Fukushima nuclear staff
© EPAStaff of Japan's nuclear regulator near storage tanks for radioactive water at the Fukushima Daiichi power plant.
New radioactive water leaks have been reported at Japan's crippled Fukushima nuclear power plant.

The operator of the plant, Tokyo Electric Power Co (TEPCO), said on Thursday that Japanese technicians found the new leak of radioactive water in one of the storage tanks of the broken nuclear power station late on Wednesday.

TEPCO added that that contaminated water may have flown into the Pacific Ocean.
The contaminated water "went into the drain and we cannot deny the possibility of it having reached the ocean," said TEPCO official Masayuki Ono on Thursday.
TEPCO said 430 liters (100 gallons) of the toxic water had leaked from the 450-ton tank because of recent heavy rainfall.

"Workers were storing water very close to tanks' capacity because of the volume of typhoon rainfall," Ono said. "As a result, the water overflowed and leaked outside the gutter."
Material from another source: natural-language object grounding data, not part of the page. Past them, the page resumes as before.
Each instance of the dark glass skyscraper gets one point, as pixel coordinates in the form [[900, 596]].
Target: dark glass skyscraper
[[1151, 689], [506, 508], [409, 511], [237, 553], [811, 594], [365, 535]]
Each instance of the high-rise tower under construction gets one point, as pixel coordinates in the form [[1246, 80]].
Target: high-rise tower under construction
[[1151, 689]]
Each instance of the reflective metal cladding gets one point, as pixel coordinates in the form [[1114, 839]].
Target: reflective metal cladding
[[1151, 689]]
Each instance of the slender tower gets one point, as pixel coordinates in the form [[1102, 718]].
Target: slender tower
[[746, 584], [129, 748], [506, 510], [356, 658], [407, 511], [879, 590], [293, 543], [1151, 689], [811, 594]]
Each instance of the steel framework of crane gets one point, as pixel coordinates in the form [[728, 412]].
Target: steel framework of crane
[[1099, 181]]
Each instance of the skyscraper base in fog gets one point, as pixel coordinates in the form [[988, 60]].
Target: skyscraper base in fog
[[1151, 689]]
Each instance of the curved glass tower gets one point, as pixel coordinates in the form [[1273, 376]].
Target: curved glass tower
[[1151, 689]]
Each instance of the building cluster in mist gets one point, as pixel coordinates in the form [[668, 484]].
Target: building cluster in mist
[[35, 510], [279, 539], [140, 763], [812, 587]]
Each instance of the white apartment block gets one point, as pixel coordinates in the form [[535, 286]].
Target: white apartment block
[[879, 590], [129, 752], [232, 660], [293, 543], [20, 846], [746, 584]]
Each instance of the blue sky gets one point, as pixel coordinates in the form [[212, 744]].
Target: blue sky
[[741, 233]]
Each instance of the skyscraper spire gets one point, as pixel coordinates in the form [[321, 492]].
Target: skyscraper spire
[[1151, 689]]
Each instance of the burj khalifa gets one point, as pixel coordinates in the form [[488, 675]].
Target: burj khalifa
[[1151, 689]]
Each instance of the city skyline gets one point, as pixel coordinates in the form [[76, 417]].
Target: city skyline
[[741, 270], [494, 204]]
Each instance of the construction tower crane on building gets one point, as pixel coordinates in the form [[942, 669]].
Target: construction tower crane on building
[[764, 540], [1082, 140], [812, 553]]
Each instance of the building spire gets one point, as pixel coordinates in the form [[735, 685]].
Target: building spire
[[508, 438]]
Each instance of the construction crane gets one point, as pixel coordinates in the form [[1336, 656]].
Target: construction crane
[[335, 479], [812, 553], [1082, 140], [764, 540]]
The incident is another setback for the troubled clean-up process at the crippled nuclear power plant.

In August, 300 tons of radioactive water was found to have leaked from a separate tank.

TEPCO has long struggled to control waste water at the plant. It has huge amounts of polluted water stored at hundreds of tanks.

Fukushima nuclear power station was damaged in a 2011 earthquake and tsunami. It has suffered nuclear meltdowns and hydrogen explosions since then.

A report released by a Japanese parliamentary panel later said the incident at the Fukushima nuclear plant was not only due to the tsunami, but also a "man-made disaster."